On le voit, la construction est primordiale dans ce livre ; toutefois, on a vite compris comment Currie va agencer son récit, et dans la mesure où le procédé est assez simple, chargé est donnée à l’auteur de continuer de capter l’attention du lecteur. Et c’est là que le bât blesse quelque peu : en choisissant de reléguer au second plan l’histoire de la comète meurtrière, en préférant s’intéresser à la destinée de cette famille déchirée, entre père taciturne, mère renonçant peu à peu à l’existence et fils handicapé, Currie fait sans doute le mauvais choix. Si la narration est intéressante dans sa description de l’évolution de la psychologie de Junior — notamment lorsque ce dernier est confronté au cancer de son père, passages poignants où son combat contre l’inéluctable en présage un autre, encore plus définitif —, elle en oublie sans sourciller l’enjeu dramatique global. Certes, les personnages sont bien campés, on s’attache à certains d’entre eux, mais globalement on se fait quand même pas mal suer. L’angle d’attaque choisi par Currie est intéressant, mais se révèle au final une fausse bonne idée ; il aurait sans doute fallu réinjecter davantage de tension dramatique, ou alors opter pour un format un peu plus court, de façon à éviter qu’une certaine lassitude ne s’installe.

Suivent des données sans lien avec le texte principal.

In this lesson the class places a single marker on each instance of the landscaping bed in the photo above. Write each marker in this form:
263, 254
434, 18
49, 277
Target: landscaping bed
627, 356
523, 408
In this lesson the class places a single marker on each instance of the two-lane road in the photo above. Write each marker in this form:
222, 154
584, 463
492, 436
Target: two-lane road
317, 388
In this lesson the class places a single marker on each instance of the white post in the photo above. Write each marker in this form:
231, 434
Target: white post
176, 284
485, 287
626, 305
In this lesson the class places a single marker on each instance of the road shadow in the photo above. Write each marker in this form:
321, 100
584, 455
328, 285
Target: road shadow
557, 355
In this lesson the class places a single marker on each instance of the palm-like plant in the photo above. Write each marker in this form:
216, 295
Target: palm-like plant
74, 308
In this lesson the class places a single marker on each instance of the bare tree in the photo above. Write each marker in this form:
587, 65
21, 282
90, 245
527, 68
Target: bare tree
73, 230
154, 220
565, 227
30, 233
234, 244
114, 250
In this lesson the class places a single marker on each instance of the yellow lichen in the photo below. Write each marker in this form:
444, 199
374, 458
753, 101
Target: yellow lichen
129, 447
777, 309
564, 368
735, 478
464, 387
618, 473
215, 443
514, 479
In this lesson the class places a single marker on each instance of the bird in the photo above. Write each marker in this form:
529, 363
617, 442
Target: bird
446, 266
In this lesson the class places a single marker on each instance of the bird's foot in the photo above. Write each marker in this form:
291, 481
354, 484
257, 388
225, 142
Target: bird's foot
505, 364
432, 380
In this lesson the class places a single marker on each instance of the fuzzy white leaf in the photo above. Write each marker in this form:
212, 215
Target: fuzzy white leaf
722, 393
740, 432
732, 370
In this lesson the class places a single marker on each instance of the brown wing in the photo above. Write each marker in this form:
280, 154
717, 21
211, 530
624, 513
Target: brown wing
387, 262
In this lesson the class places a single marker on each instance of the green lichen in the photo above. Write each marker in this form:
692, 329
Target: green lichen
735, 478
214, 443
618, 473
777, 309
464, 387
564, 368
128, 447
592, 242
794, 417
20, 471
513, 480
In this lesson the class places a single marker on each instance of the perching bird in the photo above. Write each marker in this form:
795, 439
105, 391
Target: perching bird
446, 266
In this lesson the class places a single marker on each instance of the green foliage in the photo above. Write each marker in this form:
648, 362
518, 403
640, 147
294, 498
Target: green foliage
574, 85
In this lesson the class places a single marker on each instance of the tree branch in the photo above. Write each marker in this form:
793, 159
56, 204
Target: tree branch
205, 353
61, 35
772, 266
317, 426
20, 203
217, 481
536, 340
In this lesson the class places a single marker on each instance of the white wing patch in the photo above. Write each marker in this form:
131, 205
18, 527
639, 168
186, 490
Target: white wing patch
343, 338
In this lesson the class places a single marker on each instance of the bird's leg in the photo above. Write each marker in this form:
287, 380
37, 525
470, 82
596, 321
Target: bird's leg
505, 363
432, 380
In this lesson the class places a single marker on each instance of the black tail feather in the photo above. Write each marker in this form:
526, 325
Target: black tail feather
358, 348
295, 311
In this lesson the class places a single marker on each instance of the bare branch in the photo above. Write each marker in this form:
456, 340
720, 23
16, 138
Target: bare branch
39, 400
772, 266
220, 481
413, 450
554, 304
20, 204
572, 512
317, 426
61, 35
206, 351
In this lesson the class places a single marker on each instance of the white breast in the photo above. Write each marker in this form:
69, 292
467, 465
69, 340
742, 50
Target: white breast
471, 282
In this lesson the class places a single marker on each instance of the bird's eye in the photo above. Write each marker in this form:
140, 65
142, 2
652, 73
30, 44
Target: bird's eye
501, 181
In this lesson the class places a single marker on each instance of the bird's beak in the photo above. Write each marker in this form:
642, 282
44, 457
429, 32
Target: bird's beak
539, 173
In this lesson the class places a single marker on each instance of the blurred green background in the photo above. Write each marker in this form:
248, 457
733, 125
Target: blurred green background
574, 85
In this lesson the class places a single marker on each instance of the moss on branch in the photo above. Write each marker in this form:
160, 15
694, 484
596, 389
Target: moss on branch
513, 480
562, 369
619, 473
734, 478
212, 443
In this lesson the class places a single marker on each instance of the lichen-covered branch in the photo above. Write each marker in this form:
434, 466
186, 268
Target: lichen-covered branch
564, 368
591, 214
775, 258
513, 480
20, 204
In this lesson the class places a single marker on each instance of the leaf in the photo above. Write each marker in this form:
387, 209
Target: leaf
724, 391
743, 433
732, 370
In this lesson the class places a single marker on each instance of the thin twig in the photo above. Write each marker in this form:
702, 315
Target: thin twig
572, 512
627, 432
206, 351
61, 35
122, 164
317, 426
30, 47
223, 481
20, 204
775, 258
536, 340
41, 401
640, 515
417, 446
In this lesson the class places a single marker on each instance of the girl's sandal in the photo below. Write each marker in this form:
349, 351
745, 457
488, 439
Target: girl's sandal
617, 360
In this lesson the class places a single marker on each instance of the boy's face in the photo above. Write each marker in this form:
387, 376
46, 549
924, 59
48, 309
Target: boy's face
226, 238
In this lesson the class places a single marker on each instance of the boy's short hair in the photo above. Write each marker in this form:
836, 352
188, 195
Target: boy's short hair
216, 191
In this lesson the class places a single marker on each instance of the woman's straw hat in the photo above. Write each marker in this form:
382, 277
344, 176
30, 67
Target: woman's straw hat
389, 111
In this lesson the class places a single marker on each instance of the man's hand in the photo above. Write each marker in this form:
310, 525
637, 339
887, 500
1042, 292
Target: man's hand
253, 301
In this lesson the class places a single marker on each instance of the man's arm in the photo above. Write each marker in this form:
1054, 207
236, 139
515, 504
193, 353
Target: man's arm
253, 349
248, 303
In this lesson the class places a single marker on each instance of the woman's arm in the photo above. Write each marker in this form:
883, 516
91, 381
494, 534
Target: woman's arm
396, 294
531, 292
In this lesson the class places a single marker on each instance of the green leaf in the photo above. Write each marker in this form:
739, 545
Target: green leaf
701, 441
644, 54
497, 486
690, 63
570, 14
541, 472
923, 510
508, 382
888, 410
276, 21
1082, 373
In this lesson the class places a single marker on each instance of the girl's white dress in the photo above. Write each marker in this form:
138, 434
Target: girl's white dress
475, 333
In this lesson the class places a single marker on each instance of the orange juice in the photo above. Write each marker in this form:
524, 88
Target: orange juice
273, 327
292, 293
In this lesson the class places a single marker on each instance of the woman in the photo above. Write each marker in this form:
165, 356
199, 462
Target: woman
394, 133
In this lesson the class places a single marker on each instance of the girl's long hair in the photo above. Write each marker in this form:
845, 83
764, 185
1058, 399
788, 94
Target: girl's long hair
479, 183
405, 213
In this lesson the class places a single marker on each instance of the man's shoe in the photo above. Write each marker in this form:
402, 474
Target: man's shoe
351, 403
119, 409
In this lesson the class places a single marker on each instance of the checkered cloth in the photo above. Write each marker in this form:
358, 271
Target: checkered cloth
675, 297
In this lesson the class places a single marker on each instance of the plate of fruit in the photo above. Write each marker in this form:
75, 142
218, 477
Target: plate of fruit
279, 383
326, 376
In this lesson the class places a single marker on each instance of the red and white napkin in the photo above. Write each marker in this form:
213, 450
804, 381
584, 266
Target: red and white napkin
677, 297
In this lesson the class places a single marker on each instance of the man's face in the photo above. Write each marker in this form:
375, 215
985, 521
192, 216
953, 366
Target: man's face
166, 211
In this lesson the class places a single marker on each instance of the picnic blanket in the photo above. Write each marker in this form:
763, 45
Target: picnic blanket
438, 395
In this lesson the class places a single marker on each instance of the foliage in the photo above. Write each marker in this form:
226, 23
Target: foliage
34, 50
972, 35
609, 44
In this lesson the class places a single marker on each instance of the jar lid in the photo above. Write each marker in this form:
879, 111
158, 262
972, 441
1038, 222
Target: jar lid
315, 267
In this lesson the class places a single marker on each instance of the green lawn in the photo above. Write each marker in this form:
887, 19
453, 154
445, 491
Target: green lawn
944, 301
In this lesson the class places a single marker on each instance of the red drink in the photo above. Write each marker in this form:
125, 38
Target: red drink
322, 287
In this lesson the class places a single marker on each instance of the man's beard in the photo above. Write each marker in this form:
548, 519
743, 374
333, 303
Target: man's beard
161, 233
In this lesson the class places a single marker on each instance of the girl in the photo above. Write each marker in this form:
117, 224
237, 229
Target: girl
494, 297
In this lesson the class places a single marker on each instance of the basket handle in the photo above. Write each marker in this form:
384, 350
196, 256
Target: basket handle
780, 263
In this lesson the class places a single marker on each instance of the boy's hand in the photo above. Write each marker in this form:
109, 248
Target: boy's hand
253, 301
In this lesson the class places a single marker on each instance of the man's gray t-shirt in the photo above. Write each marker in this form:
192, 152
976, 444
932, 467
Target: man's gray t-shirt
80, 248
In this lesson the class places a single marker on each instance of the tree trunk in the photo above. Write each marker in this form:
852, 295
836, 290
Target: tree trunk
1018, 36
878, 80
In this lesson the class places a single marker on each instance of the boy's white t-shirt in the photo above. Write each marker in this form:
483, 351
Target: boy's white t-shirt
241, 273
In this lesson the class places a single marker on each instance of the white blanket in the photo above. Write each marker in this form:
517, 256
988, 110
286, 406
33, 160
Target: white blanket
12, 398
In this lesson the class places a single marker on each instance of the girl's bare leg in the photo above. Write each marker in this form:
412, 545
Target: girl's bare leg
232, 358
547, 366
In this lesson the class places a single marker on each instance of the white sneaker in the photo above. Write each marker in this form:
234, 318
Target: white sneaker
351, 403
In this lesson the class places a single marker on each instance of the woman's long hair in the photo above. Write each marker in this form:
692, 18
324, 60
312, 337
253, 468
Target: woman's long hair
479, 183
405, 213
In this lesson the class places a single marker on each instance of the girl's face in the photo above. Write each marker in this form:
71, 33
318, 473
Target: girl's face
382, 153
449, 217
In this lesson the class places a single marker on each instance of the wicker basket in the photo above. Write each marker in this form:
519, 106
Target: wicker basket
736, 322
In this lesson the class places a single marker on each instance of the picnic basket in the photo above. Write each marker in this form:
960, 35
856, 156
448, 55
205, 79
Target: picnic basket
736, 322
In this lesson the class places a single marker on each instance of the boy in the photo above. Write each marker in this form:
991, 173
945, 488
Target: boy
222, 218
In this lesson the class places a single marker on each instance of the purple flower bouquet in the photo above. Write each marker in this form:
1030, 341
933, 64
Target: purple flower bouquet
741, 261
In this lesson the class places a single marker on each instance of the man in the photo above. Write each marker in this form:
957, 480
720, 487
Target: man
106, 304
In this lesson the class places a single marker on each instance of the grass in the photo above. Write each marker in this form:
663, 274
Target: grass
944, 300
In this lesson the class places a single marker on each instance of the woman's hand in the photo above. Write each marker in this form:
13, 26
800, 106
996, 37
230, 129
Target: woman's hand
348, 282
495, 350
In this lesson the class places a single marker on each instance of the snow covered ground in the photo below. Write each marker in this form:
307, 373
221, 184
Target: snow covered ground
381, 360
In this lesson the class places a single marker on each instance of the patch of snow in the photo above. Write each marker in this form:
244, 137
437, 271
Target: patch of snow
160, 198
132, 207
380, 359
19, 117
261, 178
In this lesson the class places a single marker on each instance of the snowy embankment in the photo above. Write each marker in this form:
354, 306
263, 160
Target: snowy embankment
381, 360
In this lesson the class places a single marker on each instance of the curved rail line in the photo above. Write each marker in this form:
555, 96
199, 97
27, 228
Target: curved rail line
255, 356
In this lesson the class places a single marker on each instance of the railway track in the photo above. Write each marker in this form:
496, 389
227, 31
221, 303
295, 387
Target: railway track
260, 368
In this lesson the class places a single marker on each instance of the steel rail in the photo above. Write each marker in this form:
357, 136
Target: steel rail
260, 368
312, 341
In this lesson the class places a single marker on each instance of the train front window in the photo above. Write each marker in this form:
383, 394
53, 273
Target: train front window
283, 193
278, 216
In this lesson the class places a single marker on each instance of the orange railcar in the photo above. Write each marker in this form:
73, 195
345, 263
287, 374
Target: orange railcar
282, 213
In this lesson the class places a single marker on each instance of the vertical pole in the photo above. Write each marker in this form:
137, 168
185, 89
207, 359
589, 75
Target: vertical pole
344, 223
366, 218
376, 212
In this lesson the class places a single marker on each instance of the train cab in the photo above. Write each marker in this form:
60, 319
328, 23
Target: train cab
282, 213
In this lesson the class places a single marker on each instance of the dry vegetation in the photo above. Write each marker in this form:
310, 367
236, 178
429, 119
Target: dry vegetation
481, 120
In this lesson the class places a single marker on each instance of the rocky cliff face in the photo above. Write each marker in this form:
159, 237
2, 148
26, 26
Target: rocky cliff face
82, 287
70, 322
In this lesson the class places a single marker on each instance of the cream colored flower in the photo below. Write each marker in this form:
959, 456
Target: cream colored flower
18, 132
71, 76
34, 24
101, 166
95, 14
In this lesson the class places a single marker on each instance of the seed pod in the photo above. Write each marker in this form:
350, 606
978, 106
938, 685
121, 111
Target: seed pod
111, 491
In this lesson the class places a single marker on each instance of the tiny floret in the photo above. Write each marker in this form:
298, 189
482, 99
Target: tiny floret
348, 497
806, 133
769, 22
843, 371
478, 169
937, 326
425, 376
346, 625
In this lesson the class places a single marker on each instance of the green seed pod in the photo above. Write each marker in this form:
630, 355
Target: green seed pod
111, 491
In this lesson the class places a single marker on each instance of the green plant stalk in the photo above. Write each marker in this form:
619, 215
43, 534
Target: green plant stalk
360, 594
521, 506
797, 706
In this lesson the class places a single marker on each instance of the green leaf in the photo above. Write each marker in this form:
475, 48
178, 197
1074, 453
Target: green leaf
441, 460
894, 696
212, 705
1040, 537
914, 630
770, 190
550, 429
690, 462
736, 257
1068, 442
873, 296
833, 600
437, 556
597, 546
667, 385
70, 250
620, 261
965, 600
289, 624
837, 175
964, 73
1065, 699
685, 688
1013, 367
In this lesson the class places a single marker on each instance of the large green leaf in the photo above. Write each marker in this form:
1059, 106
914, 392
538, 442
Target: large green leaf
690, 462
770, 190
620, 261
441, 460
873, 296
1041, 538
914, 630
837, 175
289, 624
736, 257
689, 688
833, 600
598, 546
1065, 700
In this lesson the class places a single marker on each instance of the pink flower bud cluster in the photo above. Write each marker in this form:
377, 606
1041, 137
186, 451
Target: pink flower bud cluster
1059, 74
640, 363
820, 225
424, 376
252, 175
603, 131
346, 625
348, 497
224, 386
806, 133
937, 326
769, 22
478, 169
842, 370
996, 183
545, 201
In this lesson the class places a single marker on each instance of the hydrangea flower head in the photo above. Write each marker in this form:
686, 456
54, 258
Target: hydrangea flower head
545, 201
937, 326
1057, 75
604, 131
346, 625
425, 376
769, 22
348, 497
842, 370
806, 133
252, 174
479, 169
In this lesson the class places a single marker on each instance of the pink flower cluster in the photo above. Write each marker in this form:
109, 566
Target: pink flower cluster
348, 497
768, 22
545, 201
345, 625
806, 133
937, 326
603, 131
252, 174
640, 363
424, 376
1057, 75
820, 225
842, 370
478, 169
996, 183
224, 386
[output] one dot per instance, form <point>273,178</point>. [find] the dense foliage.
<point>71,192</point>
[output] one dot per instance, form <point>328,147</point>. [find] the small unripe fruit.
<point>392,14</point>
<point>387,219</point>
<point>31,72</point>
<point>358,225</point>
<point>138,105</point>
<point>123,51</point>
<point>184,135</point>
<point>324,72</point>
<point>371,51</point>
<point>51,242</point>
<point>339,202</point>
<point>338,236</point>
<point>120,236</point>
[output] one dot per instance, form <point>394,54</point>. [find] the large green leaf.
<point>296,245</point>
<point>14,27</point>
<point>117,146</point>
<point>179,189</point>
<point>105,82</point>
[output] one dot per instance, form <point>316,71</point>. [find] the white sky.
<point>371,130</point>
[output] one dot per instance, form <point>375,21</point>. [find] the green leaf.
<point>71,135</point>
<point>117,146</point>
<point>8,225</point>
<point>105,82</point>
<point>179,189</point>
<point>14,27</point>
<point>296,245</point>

Malgré ces défauts, on ne peut que saluer la maîtrise narrative de l’auteur, d’ores et déjà impressionnante pour un premier roman, s’inscrivant ainsi dans la droite lignée des storytellers américains. A l’aise dans la description psychologique, il nous gratifie également de dialogues qui sonnent juste (même s’ils sont parfois un brin envahissants) et d’un humour par moments assez mordant, tout en faisant preuve d’un réel talent pour retranscrire les tourments de ses personnages.
Avec L’Avenir n’est pas écrit (titre assez malheureux, mais l’original, Everything Matters!, ne l’est pas moins), nous faisons ainsi la connaissance de Ron Currie Jr., jeune écrivain qui, indubitablement, si on lui donne quelques années pour qu’il perfectionne son art, devrait régulièrement, et à juste titre, truster les places de best-sellers…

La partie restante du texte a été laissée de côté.